In his room at the Royalton, “Leonard had this shit-eating grin on his face—and Leonard, when he’s grinning like a little boy, is something you never forget. He had this little crap Casio synthesizer which he’d bought on Forty-seventh and Broadway at one of those camera shops for tourists, where you push your finger down on a key and it’ll play a dinky rhythm track. And then he sang me ‘Dance Me to the End of Love.’ ” Leonard played Lissauer several songs in various stages of completion, and only one of them on guitar. On the others he was accompanied by the jaunty parping of the Ca
sio. Lissauer came to the conclusion that Leonard had reached a point in his songwriting where he had “run out of ideas as a guitar player. There were certain things he could do with his guitar playing, but this dopey Casio did things that he couldn’t on his guitar and made it possible for him to approach songwriting in a different way.” Writing songs was certainly proving torturously difficult for Leonard again. But this cheesy little two-octave keyboard that Leonard seemed so fond of gave him a whole new set of rhythms to work with, and he found he was able to come up with things he could never have created with six strings and what he called his “one chop.”

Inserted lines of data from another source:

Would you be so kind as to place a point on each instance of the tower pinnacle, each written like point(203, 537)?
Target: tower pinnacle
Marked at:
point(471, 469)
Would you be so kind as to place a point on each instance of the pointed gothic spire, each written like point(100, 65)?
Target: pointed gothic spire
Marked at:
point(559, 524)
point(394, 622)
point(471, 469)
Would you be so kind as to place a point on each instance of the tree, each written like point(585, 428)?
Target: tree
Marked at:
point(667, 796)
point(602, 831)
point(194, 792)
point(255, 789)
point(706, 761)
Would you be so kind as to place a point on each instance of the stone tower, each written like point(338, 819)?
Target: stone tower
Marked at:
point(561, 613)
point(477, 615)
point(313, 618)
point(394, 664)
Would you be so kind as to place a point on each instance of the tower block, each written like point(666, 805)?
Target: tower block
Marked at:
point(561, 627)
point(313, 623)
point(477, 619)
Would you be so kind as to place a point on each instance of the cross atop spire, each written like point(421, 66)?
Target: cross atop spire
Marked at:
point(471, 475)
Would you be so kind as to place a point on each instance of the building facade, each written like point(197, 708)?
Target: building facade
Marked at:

This time Marty Machat made no objection to Leonard’s working with Lissauer. His only stipulation was that the budget be kept as low as possible. The impression Lissauer got from Machat was that Leonard had been spending “a ton of money unwisely and hadn’t been touring.” Lissauer called Quad Recording and negotiated a good deal by block-booking four or five days of studio time. Quad was on Broadway and Forty-ninth, thirteen floors above the Metropole, an upscale strip club “where a guy would stand outside with fliers under a big rotating disco ball.” Lissauer put a small band together: his friend Sid McGinnis, who played guitar in the David Letterman show band; Richard Crooks, a drummer who had played with Dr. John; and Ron Getman and John Crowder, two Tulsans who would later front a successful country group, the Tractors. Lissauer himself played keyboards and Synclavier.

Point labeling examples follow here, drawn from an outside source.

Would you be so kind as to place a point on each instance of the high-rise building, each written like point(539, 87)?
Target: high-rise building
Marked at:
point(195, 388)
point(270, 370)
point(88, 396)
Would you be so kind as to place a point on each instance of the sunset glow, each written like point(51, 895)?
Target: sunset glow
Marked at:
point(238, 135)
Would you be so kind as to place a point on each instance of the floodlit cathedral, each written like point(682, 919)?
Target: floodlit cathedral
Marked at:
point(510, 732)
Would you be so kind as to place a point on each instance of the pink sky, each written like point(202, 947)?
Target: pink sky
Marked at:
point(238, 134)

“Instead of basing it around Leonard and his guitar and overdubbing things, we went in and started doing tracks as a band and tried to make a little performance out of it,” says Lissauer, “which is something I don’t think he’d done in quite a while. I brought in my Synclavier, a very early prototype, a phenomenally big thing, four rolling cases and computers and floppy discs, that cost around thirty-five thousand dollars. Leonard’s Casio would have been ninety-nine dollars, if that much, but I couldn’t get Leonard to drop his Casio.” It did not even have an audio output and needed to be miked. “I tried everything, we tried recording it with real drums, but he liked the sound of the Casio, and in a way it was very charming. So we added stuff to it so that it wasn’t quite so embarrassing.”